I'd like to work on a BB Code filter for a PHP website. (I'm using CakePHP, it would be a BB Code helper). I have the following requirements:
BB Code can be nested. So something like this is valid
[block] [block] [/block] [block] [block] [/block] [/block] [/block]
Bbcodes can have 0 or more parameters.
Example:
[video: url="url", width="500", height="500"]Title[/video]
BB Code might have multiple behaviours
Let's say
[url]text[/url]
would be transformed to[url:url="text"]text[/url]
or the video BB Code would be able to choose between YouTube, Dailymotion, etc.
I've already done something with regex, but my biggest problem was matching parameters. In fact, I got nested BB Code and BB Code with 0 parameters to work. But when I added a regex match for parameters, it didn't match nested BB Code correctly:
"\[($tag)(=.*)\"\](.*)\[\/\1\]"
(It wasn't .*
but the non-greedy matcher)
I don't have the complete regex with me right now, But I had something that looked like that(above).

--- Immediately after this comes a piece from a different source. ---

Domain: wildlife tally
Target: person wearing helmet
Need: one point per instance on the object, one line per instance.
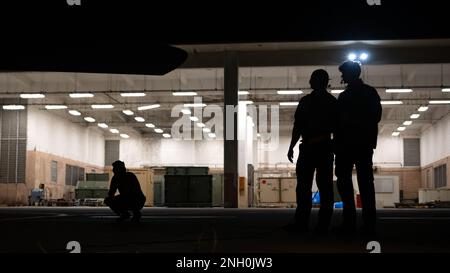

Is there a way to match BB Code with regex or something else?
The only thing I can think of is to use the visitor pattern and to split my text with each possible tags. This way, I can have a bit more of control over my text parsing and I could probably validate my document so if the input text doesn't have valid BB Code... I could notify the user with a error before saving anything.
I would use SableCC to create my text parser.